Una frase latina ci ricorda che «nomina sunt consequentia rerum» (i nomi sono conseguenti alle cose). Giusto, ma è vero anche il contrario. Si può decidere di guardare film per ore e ore senza pausa anche perché Netflix ha una categoria chiamata "Bingeworthy TV..." (ovvero i film e le serie da divorare). Ci sono casi più significativi in cui facciamo letteralmente le cose con le parole. Stabiliamo che qualcosa accadrà attraverso un giuramento o una promessa. Diamo un nome ai neonati con una cerimonia verbale. Esistono paesi in cui si può essere condannati a morte per blasfemia. Contratti, testamenti, regolamenti di giochi, leggi e verdetti delle corti sono tutti casi quotidiani di fatti conseguenti alle parole. Questo utilizzo della lingua è chiamato "performativo": le parole non descrivono semplicemente il mondo, lo cambiano. Concetto, questo, che sembra essere alquanto intuitivo. In alcune culture, questo ruolo performativo può spingersi oltre, fino ad arrivare a un uso magico delle formule, alla credenza che se qualcuno riesce a dire le parole corrette nella sequenza giusta, allora le cose cambiano o si avverano. «Abracadabra» o «bibbidi-bobbidi-bu» e la zucca si trasforma in una carrozza. Almeno così di dice.
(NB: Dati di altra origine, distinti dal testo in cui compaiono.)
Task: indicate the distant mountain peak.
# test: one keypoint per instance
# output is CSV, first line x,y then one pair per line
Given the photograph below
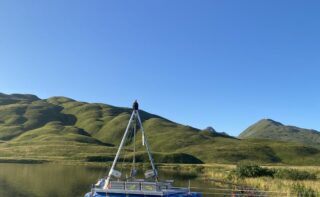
x,y
270,129
269,121
211,129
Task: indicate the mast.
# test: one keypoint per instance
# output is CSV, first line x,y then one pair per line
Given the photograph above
x,y
135,117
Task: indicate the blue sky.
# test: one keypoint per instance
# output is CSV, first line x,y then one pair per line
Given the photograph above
x,y
224,64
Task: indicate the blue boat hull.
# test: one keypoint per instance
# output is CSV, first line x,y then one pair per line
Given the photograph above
x,y
98,194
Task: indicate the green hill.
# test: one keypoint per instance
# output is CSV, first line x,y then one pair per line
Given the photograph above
x,y
270,129
61,128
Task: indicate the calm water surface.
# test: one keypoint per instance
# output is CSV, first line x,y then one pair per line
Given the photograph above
x,y
55,180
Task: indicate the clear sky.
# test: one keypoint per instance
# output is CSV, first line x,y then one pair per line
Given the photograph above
x,y
224,64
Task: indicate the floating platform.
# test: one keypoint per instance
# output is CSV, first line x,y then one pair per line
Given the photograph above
x,y
141,188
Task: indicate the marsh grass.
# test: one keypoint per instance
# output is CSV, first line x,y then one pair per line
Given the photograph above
x,y
284,187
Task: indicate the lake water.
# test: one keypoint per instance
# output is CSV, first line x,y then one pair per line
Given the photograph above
x,y
55,180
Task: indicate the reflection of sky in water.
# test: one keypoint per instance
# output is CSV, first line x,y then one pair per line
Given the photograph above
x,y
52,180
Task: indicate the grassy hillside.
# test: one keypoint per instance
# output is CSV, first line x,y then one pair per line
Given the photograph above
x,y
61,128
270,129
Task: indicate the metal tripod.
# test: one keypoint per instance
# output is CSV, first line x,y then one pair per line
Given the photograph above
x,y
134,118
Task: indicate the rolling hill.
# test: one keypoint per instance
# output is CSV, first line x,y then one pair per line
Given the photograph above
x,y
270,129
60,129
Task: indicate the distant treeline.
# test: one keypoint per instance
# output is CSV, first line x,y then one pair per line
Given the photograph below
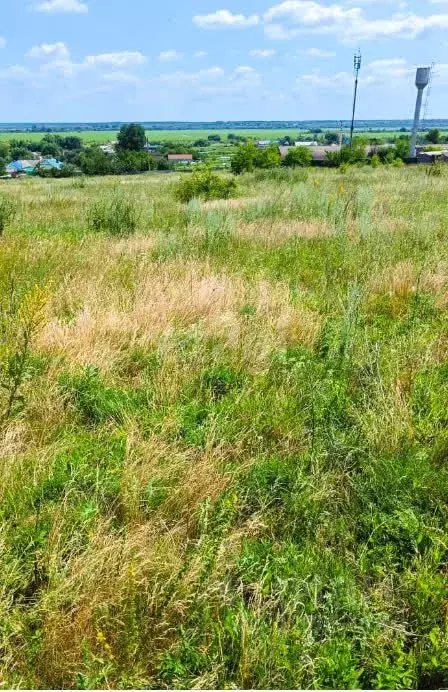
x,y
376,125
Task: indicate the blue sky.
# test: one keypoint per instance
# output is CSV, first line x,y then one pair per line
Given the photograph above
x,y
91,60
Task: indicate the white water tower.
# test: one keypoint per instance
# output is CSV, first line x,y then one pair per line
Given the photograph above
x,y
422,78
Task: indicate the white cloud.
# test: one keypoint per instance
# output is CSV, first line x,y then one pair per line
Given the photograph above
x,y
308,12
46,50
291,18
341,80
223,19
75,6
15,72
119,76
244,69
121,59
318,53
170,56
262,53
182,78
63,68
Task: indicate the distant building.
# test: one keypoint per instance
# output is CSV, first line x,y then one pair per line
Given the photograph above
x,y
107,148
180,158
432,156
319,152
50,164
22,167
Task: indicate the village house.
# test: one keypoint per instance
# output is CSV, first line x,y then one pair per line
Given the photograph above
x,y
22,167
180,158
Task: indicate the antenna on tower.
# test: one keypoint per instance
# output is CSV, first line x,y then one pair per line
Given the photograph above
x,y
421,82
428,93
357,60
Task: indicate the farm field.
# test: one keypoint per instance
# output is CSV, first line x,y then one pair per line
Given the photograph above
x,y
224,432
181,136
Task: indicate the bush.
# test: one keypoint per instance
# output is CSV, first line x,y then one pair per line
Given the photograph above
x,y
244,157
268,158
436,169
117,216
298,156
7,212
206,185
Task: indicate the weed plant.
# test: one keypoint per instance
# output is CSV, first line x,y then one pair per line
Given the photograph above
x,y
224,433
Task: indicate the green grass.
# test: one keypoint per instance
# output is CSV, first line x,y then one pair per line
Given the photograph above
x,y
185,136
225,466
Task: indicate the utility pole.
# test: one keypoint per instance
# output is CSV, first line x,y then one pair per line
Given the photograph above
x,y
357,66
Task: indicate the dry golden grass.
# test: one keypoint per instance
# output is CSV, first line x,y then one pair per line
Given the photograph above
x,y
229,527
Oggigiorno, questo ruolo trasformativo della lingua è ovunque. Viene chiamato codice e governa il mondo che sta diventando sempre più una "infosfera". Dai minuscoli "script" (piccole parti di codice) fino agli immensi e complicati programmi, i linguaggi formali indicano ciò che può succedere e come può succedere a un mondo digitale, in cui noi agiamo come divinità minori; se vogliamo accendere la luce, ci basta dire «fiat lux», a farlo ci pensa il nostro assistente digitale. La logica, la matematica e la statistica ci aiutano a costruire le nostre realtà, non solo a descriverle o interpretarle. Oggi «apriti sesamo» potrebbe essere una password. Non sorprende che tutto sembri piuttosto magico.
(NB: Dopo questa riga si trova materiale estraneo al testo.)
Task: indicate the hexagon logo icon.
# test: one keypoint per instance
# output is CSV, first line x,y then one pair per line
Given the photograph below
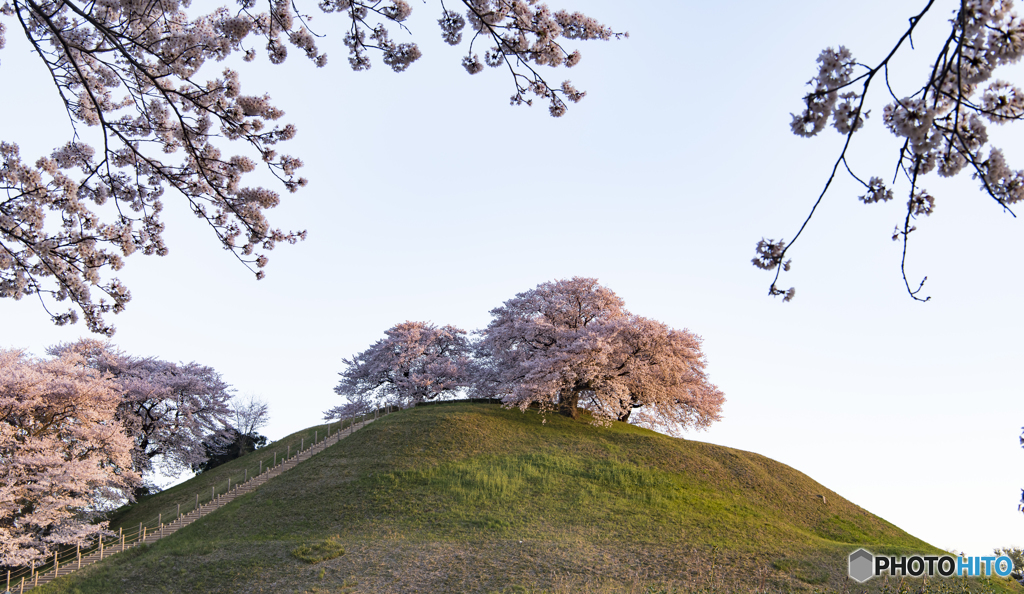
x,y
861,566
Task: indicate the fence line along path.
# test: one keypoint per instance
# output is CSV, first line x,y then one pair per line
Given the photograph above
x,y
75,560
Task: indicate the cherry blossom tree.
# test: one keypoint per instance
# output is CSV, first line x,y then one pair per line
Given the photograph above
x,y
131,76
416,362
940,126
249,415
167,409
570,344
62,451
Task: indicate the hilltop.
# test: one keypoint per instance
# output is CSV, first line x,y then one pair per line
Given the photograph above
x,y
474,498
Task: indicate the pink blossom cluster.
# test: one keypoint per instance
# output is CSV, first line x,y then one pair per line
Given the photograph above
x,y
86,429
129,69
941,126
563,346
64,454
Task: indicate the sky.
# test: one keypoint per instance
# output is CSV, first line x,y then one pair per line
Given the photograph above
x,y
431,199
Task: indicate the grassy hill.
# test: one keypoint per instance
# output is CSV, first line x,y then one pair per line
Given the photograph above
x,y
474,498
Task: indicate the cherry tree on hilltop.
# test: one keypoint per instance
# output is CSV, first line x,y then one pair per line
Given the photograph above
x,y
941,126
62,452
417,362
569,344
130,71
167,409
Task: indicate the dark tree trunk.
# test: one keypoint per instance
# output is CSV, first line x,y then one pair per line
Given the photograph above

Abbiamo bisogno di vecchie parole per capire e crearne di nuove. E abbiamo bisogno di tutti i tipi di parole per capire e dare forma alla realtà. Questo è il motivo per cui l’istruzione si concentra principalmente sull’insegnare a leggere e scrivere nei vari linguaggi informativi: dalla lingua madre alle lingue straniere, dal linguaggio della musica a quello della programmazione, dal linguaggio dell’architettura a quello della chimica e della biologia, dalla matematica e dalla statistica al linguaggio della storia. I linguaggi sono gli strumenti più potenti di cui dispongono le nostre menti. La fregatura con i linguaggi è però che spadroneggiano su coloro che non li padroneggiano.